Knowing Your Annotator: Rapidly Testing the Reliability of Affect Annotation
Published in IEEE International Conference on Affective Computing and Intelligent Interaction Workshops and Demos (ACIIW), 2023
Recommended citation: Barthet, M., Trivedi, C., Pinitas, K., Xylakis, E., Makantasis, K., Liapis, A., & Yannakakis, G. N. (2023). Knowing Your Annotator: Rapidly Testing the Reliability of Affect Annotation. In Proceedings of the 11th IEEE International Conference on Affective Computing and Intelligent Interaction Workshops and Demos (ACIIW).
The laborious and costly nature of affect annotation is a key detrimental factor for obtaining large scale corpora with valid and reliable affect labels. Motivated by the lack of tools that can effectively determine an annotator’s reliability, this paper proposes general quality assurance (QA) tests for real-time continuous annotation tasks. Assuming that the annotation tasks rely on stimuli with audiovisual components, such as videos, we propose and evaluate two QA tests: a visual and an auditory QA test.
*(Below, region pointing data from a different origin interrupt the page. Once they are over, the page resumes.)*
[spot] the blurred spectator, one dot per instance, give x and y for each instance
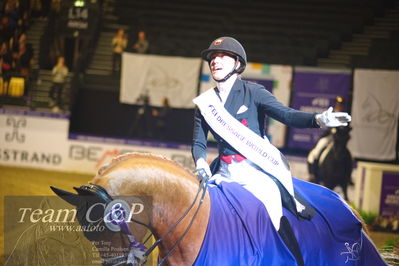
(24, 58)
(6, 61)
(119, 43)
(6, 30)
(142, 44)
(60, 74)
(143, 121)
We validate the QA tool across 20 annotators that are asked to go through the test followed by a lengthy task of annotating the engagement of gameplay videos. Our findings suggest that the proposed QA tool reveals, unsurprisingly, that trained annotators are more reliable than the best of untrained crowdworkers we could employ. Importantly, the QA tool introduced can predict effectively the reliability of an affect annotator with 80% accuracy, thereby, saving on resources, effort and cost, and maximizing the reliability of labels solicited in affective corpora. The introduced QA tool is available and accessible through the PAGAN annotation platform.